High Availability (HA) is an antonym, which means ensuring that a system continues to run without the need to restart or damage it. A reliable distributed system should be able to achieve high availability through redundancy and distributed clusters, ensuring that the system can serve normally at all times without any obvious flaws. Therefore, for highly dependent business scenarios, NoSQL databases should also support high availability. Of course, there are many other ways to achieve high availability, such as using master-slave architecture, sharding architecture, etc.

S: soft state

Soft State means that there is a certain delay in the data in the system. The system may change at any time, but it will definitely tend to the right direction. Soft state is a relatively easy-to-implement requirement for distributed systems, because data synchronization is a difficult problem when various nodes in a distributed system communicate through the network. Moreover, the data is not strongly consistent, there is a certain delay, and the system may change at any time.

E: eventual consistency

Eventual Consistency means that the data in the system reaches a consistent state within a period of time without obvious abnormalities. Final consistency is also a relatively complex requirement because it involves data replication, communication, etc. of multiple nodes. Strategies need to be formulated based on various factors such as the actual environment, business characteristics, and data volume. However, eventual consistency can make up for the shortcomings of weak consistency and reduce unnecessary synchronization overhead.

Distributed transactions

Distributed Transaction means that transaction participants, managers and resource servers are all deployed on different distributed systems, involving data exchange and coordination between multiple nodes, and is a complex technology. NoSQL databases generally support distributed transactions, but the specific implementation mechanism and applicable scenarios still need to be specifically evaluated.

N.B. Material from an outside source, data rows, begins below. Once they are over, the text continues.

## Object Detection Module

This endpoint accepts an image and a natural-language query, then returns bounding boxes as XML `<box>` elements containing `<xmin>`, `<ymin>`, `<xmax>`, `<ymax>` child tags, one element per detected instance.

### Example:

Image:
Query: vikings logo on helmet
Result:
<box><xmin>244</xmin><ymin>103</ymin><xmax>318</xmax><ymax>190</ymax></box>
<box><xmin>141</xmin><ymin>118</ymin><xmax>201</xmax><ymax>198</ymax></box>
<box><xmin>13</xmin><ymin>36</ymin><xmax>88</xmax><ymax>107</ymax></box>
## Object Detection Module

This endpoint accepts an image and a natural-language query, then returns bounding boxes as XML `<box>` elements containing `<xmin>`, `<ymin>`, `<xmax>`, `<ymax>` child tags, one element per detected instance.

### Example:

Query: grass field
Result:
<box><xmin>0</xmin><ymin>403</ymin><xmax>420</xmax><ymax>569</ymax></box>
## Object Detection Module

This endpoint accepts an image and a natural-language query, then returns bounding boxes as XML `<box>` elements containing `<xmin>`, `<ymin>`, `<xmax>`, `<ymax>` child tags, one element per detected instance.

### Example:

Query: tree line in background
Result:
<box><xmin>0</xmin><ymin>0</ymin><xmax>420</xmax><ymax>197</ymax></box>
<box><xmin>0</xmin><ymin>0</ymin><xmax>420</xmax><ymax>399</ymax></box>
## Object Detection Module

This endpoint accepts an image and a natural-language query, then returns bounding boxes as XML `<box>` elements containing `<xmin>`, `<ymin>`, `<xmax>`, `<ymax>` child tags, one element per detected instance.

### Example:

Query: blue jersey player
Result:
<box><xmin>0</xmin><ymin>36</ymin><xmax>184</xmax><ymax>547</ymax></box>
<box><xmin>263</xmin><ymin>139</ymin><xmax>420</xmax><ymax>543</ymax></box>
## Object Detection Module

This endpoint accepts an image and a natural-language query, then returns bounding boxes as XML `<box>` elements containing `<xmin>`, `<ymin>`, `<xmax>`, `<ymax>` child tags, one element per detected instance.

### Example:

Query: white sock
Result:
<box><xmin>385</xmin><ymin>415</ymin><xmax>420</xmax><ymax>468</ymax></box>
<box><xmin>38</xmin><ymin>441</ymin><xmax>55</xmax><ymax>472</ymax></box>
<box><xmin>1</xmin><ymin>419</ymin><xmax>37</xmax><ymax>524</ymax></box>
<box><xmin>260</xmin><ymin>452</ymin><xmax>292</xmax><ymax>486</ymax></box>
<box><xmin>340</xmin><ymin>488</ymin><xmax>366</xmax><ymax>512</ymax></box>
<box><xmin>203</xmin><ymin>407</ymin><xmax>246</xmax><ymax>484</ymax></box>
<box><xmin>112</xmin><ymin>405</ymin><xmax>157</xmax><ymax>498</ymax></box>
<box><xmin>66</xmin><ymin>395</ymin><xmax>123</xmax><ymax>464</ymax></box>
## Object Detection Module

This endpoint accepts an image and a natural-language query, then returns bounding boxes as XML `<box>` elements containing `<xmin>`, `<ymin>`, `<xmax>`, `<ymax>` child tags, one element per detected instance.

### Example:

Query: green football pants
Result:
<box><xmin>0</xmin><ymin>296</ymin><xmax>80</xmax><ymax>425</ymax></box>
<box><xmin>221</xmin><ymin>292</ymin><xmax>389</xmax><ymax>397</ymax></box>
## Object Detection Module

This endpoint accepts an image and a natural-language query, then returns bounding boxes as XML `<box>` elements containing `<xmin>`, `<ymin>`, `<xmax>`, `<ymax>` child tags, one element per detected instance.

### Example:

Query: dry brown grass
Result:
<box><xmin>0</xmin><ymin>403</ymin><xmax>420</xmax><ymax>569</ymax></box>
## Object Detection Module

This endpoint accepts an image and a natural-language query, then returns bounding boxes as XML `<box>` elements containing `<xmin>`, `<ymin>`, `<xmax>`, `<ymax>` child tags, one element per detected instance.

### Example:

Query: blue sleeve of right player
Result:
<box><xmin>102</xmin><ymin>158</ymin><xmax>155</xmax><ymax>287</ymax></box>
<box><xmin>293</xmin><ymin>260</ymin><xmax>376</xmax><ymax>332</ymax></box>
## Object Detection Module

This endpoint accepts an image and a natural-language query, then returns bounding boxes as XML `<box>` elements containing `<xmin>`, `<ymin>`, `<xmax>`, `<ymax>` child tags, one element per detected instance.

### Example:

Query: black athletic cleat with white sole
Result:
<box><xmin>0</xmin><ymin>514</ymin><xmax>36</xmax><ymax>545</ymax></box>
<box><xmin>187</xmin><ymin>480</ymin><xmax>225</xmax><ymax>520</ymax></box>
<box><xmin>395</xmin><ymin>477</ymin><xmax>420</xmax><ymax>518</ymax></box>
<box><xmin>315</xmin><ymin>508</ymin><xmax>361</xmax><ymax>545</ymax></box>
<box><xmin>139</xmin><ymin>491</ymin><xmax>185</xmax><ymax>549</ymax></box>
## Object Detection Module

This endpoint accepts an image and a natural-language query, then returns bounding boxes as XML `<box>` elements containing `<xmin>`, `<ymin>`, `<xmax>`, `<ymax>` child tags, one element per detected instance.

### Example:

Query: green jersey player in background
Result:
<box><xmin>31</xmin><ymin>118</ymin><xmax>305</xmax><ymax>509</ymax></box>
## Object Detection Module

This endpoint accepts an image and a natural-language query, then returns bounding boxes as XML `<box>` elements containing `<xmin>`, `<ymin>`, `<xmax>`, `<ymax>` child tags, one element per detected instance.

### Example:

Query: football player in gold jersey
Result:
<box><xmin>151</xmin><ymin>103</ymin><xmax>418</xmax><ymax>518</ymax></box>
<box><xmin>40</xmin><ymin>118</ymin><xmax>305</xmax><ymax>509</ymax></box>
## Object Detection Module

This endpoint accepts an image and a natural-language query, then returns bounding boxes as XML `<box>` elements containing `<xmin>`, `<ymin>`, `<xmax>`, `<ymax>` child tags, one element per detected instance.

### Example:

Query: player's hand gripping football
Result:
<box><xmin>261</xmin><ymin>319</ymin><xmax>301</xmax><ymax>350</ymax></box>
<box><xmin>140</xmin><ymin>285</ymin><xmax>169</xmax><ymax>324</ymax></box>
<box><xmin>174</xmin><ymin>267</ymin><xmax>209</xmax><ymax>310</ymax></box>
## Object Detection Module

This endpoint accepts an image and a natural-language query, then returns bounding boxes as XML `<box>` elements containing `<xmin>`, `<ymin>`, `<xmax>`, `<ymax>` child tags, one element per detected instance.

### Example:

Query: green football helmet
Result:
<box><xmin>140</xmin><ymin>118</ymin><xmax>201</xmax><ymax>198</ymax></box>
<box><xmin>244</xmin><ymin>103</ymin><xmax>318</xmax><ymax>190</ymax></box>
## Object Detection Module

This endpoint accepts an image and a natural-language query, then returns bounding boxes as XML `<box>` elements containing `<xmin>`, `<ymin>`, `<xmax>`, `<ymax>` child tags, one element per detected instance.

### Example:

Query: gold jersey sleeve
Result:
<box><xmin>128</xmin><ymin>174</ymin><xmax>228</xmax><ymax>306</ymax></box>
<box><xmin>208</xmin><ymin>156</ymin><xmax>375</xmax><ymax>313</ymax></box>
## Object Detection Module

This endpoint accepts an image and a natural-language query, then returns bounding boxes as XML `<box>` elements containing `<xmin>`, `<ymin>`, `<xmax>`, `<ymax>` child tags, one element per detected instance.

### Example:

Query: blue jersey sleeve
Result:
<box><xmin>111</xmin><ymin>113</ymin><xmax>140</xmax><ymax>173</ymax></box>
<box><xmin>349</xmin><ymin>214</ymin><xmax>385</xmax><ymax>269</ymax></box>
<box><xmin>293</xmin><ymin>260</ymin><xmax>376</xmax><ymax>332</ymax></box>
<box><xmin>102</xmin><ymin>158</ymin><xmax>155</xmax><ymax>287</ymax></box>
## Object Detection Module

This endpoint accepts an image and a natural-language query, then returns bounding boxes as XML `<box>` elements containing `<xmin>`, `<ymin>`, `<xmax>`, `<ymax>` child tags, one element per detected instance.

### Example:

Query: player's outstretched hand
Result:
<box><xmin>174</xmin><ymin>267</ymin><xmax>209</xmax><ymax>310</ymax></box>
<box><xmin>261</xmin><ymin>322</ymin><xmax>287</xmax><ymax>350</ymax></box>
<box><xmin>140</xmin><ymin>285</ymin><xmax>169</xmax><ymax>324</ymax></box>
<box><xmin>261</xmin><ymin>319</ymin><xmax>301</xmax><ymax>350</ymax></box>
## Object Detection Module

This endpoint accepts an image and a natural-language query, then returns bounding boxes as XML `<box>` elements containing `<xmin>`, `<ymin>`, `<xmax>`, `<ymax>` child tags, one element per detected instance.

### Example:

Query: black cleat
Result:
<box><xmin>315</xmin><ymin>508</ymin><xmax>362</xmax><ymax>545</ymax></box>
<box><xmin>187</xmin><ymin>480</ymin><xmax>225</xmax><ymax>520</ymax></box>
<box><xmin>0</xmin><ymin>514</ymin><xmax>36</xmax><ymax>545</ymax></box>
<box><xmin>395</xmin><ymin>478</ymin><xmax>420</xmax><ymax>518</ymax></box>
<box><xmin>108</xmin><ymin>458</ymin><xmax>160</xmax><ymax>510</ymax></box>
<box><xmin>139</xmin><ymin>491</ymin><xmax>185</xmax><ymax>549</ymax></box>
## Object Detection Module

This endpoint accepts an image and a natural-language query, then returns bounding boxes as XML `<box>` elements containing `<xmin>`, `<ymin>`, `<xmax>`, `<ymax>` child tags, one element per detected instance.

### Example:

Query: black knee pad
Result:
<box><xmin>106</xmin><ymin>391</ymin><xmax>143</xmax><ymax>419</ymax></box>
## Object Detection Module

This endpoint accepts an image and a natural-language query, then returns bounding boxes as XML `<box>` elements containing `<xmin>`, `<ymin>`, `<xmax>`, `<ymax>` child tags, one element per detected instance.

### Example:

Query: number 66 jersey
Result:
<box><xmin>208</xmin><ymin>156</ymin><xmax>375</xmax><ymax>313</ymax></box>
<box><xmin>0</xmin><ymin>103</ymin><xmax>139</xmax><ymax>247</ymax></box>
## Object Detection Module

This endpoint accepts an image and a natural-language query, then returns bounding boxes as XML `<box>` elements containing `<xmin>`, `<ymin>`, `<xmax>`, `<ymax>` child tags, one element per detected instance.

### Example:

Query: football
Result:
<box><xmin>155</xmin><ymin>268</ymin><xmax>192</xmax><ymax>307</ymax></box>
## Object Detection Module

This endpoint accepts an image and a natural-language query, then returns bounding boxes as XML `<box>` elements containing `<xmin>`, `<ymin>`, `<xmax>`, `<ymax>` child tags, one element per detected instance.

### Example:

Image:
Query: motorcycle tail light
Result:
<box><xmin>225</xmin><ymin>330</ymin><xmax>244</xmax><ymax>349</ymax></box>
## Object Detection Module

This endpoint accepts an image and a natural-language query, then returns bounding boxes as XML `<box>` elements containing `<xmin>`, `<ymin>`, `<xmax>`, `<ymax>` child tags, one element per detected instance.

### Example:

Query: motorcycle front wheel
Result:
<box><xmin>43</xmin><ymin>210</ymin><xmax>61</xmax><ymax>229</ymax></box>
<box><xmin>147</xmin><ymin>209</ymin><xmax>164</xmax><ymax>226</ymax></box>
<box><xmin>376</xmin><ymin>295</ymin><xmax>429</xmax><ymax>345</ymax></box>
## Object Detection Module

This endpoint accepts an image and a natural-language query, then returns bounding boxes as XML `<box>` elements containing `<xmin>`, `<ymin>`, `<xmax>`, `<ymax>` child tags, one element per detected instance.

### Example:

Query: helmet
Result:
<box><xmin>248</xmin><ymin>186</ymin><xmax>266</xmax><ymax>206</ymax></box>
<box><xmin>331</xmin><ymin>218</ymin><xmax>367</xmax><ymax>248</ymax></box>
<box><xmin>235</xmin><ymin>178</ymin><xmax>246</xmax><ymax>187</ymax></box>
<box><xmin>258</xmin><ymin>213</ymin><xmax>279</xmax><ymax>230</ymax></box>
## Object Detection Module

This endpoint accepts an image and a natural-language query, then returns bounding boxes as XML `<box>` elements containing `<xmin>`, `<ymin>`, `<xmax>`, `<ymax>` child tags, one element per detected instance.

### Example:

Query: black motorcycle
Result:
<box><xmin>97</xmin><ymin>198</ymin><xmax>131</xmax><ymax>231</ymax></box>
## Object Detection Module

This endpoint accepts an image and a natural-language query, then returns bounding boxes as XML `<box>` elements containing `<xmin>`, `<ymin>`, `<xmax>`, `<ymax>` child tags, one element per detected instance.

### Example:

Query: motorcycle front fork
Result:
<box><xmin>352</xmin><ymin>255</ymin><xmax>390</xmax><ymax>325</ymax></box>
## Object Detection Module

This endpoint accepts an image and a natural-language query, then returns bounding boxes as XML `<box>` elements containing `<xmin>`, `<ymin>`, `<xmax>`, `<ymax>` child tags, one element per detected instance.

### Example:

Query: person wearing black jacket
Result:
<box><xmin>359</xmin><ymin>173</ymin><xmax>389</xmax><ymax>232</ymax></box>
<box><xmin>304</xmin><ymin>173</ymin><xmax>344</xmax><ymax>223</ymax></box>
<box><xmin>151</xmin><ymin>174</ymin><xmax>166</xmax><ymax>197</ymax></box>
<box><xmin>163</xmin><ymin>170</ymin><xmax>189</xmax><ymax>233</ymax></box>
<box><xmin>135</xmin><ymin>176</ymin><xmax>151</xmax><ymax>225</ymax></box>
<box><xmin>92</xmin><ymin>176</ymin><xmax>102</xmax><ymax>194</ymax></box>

The choice between CAP theory and BASE theory

Although CAP theory and BASE theory provide a complete set of solutions, to truly determine whether a NoSQL database is capable of complex distributed systems in practice, CAP and BASE theory still need to be considered comprehensively. Generally speaking, when selecting a NoSQL database, priority is given to choosing a solution that can ensure eventual consistency, so as to avoid performance degradation of the entire system. If you really pursue strong consistency, you need to take appropriate measures to prevent data inconsistency, such as using distributed locks. In addition, choosing a highly available NoSQL database can effectively avoid service interruptions caused by hardware failures.